The Color Purple, Chocolate Menier Theatre, London. August 2013.
Every year at the library where I work we run promotions to tie in with Norfolk's Black History Month and the ALA Banned Books Week. In 2013 we are linking the two promotions and focusing on two books that are important for both - The Color Purple by Alice Walker and To Kill a Mockingbird by Harper Lee.
After the initial planning meeting I was pleasantly surprised to find that my hobby and my job had once more coincided and that in the summer of 2013 both books would be adapted for the London stage. I didn't manage to see the version of To Kill a Mockingbird at the open air theatre in Regents Park but four of us travelled to London to catch a performance of The Color Purple.
I haven't yet re-read the book ready for our events in October and I could only remember the bare minimum of the plot in advance but I think that this was ideal as I then wasn't suffering from 'adaptation-itis' and wincing at changes from the original. This was echoed by my companions who all agreed that it felt 'right'.
This was a musical version and while very occasionally I found the music a little too loud for the venue and was unable to hear the singing but overall I was swept away from the instant the cast appeared on stage. The Menier Chocolate Theatre is a pretty small and intimate place and thanks to the staging I felt that I was almost part of the cast - this was helped by actors leaving the stage and shaking hands with the audience in the opening number.
The Color Purple deals with some very heavy issues - rape, racism and abuse to name a few - but the genius of this production is that none of these themes is either over written or dealt with flippantly. As in life there are moments of humour even in the bleakest scenes. Being a musical the tone so easily could be 'off' and the poignancy of the story lost but that doesn't happen at all. There pretty much wasn't a dry eye in the house as Celie sang the penultimate song 'I'm Here.'
The staging was very simple for the play, a huge thrust stage with chairs hanging on the wall. These chairs were used as seating, as props, for dancing on and for creating height on stage. There were no stagehands and these chairs were moved and used by all of the cast so smoothly that they were almost like another person on the stage. The lack of interruptions for scene shifting kept me thoroughly engaged in the play and constantly marvelling about the talent of the actors.
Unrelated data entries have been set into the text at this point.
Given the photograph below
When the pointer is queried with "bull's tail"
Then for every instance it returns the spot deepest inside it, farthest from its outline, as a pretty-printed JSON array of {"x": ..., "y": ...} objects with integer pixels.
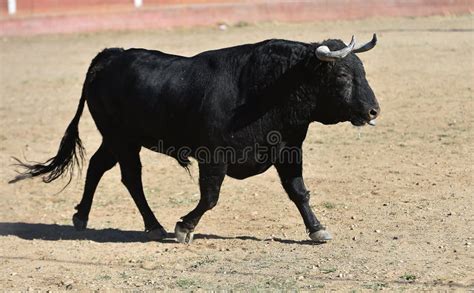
[{"x": 69, "y": 156}]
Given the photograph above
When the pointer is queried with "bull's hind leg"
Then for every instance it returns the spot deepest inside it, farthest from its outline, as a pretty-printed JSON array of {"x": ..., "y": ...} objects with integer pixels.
[
  {"x": 291, "y": 178},
  {"x": 102, "y": 161},
  {"x": 131, "y": 169},
  {"x": 210, "y": 181}
]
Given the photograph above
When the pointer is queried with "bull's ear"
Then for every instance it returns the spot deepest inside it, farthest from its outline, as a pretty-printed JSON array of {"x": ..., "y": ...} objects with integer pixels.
[{"x": 272, "y": 71}]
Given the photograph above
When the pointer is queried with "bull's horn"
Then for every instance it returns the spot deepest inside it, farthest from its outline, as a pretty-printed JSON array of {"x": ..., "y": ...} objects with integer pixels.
[
  {"x": 366, "y": 46},
  {"x": 323, "y": 53}
]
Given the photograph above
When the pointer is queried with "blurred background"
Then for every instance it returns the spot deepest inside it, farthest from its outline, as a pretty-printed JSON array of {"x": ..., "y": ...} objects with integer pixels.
[
  {"x": 53, "y": 16},
  {"x": 397, "y": 197}
]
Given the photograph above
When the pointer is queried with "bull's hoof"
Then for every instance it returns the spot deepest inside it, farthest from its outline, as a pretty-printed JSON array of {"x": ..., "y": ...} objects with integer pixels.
[
  {"x": 79, "y": 224},
  {"x": 157, "y": 234},
  {"x": 320, "y": 236},
  {"x": 183, "y": 234}
]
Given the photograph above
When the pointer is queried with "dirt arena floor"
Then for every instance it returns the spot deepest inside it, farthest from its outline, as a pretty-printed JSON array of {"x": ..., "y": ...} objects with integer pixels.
[{"x": 398, "y": 197}]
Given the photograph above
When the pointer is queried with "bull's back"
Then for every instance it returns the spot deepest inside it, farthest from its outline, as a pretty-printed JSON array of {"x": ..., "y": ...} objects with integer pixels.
[{"x": 155, "y": 96}]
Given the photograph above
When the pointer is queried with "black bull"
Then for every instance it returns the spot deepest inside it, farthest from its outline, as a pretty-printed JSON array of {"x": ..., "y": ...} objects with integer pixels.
[{"x": 237, "y": 111}]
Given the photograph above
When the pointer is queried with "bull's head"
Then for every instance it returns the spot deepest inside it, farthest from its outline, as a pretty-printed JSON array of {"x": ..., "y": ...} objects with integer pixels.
[{"x": 344, "y": 93}]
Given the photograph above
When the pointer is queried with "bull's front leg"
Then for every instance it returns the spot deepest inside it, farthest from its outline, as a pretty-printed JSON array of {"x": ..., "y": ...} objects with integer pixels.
[
  {"x": 210, "y": 181},
  {"x": 291, "y": 178}
]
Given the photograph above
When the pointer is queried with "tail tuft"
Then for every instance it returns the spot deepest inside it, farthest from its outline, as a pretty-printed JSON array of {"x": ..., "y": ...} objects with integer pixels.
[{"x": 69, "y": 156}]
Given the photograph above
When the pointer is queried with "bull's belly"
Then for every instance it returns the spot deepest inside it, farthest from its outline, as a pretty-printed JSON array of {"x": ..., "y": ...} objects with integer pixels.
[{"x": 247, "y": 169}]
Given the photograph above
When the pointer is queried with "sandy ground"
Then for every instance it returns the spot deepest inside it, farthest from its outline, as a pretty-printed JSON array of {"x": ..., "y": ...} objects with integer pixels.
[{"x": 398, "y": 198}]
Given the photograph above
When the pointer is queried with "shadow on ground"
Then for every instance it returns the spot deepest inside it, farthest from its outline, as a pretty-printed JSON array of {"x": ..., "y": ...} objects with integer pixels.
[{"x": 54, "y": 232}]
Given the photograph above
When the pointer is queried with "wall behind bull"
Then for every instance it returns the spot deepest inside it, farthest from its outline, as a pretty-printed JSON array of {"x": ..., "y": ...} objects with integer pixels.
[{"x": 66, "y": 16}]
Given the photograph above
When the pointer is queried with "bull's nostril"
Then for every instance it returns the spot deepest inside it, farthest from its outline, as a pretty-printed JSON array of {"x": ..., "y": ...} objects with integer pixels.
[{"x": 373, "y": 113}]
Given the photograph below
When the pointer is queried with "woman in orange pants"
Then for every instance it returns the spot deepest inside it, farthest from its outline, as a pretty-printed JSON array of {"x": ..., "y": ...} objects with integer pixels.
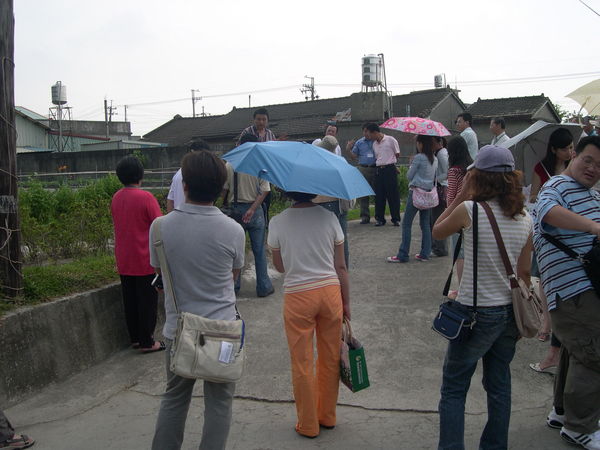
[{"x": 308, "y": 246}]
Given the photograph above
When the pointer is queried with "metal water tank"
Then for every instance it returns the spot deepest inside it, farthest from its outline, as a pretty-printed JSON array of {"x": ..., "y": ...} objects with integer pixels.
[
  {"x": 59, "y": 93},
  {"x": 372, "y": 70}
]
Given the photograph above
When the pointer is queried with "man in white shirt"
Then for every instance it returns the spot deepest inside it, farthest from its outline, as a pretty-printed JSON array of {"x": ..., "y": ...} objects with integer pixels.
[
  {"x": 175, "y": 198},
  {"x": 331, "y": 130},
  {"x": 497, "y": 127},
  {"x": 439, "y": 247},
  {"x": 463, "y": 124}
]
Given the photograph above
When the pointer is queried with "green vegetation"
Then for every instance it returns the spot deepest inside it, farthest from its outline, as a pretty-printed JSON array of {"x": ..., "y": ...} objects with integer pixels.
[
  {"x": 60, "y": 223},
  {"x": 45, "y": 282}
]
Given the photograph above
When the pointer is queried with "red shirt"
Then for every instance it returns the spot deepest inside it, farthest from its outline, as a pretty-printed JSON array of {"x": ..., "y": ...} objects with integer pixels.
[{"x": 133, "y": 212}]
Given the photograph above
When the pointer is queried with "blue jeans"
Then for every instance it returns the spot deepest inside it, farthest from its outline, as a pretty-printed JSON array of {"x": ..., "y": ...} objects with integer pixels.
[
  {"x": 493, "y": 339},
  {"x": 424, "y": 218},
  {"x": 256, "y": 231}
]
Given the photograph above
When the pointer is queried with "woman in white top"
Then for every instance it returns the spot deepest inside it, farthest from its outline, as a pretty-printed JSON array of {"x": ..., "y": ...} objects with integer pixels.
[
  {"x": 421, "y": 174},
  {"x": 494, "y": 335},
  {"x": 308, "y": 246}
]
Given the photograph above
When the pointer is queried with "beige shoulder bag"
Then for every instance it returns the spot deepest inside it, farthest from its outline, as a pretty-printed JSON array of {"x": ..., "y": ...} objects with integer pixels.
[{"x": 207, "y": 349}]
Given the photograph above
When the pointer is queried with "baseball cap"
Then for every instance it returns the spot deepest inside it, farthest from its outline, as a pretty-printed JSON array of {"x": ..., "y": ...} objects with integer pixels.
[{"x": 492, "y": 158}]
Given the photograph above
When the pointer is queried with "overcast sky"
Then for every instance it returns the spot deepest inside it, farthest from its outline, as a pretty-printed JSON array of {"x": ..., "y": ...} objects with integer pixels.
[{"x": 140, "y": 51}]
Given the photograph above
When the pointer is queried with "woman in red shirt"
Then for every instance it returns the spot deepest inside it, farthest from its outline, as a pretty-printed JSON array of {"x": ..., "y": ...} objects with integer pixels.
[{"x": 133, "y": 211}]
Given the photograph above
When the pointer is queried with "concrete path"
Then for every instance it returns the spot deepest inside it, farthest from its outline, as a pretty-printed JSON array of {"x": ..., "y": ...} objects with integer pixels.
[{"x": 114, "y": 405}]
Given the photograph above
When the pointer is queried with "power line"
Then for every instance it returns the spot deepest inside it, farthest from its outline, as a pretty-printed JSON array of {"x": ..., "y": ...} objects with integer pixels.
[{"x": 588, "y": 7}]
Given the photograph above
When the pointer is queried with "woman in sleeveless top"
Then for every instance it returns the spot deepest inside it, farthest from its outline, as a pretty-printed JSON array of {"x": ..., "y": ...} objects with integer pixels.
[{"x": 494, "y": 335}]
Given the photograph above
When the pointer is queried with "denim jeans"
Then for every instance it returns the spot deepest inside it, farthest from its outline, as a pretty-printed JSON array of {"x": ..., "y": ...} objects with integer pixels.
[
  {"x": 493, "y": 339},
  {"x": 424, "y": 218},
  {"x": 334, "y": 207},
  {"x": 256, "y": 231}
]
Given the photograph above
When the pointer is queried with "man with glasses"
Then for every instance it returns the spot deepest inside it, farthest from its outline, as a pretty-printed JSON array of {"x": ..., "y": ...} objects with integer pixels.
[
  {"x": 463, "y": 124},
  {"x": 568, "y": 209}
]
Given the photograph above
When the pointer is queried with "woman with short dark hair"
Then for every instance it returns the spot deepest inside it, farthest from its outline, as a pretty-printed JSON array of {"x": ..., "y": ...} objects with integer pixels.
[
  {"x": 133, "y": 211},
  {"x": 494, "y": 334},
  {"x": 421, "y": 174},
  {"x": 307, "y": 245},
  {"x": 205, "y": 252}
]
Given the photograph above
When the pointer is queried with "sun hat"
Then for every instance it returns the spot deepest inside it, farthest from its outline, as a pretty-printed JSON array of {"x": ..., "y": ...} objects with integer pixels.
[{"x": 492, "y": 158}]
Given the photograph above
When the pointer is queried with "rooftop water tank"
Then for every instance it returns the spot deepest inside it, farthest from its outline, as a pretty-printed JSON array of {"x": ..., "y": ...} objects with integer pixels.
[
  {"x": 372, "y": 70},
  {"x": 59, "y": 93}
]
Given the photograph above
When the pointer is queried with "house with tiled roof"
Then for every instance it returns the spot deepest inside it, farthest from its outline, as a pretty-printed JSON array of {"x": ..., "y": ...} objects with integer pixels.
[
  {"x": 518, "y": 112},
  {"x": 307, "y": 120}
]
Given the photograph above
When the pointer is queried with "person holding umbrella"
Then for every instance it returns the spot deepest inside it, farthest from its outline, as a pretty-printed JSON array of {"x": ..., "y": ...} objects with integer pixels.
[{"x": 421, "y": 174}]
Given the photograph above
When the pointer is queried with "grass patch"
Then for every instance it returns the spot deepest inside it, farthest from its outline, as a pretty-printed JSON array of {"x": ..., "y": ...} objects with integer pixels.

Apart from the very occasional moment when the orchestra drowned out the singing this was one of the best things I've seen at the theatre all year. Much of the cast played more than one role but I really have to single out Sophia Nomvete playing Sofia and Cynthia Erivo who played Celie. Erivo manages to convey a scared, pregnant teenager, downtrodden wife and also a woman of her own means just by changing her posture. Her voice is no less impressive!
I came out of this play wishing I could go straight back in and I am now hoping for a transfer to the West End so that I can see it again and talk everyone I know into coming with me.
The cast towards the end of the play, Celie is in the white blouse and Sofia in the green trousers.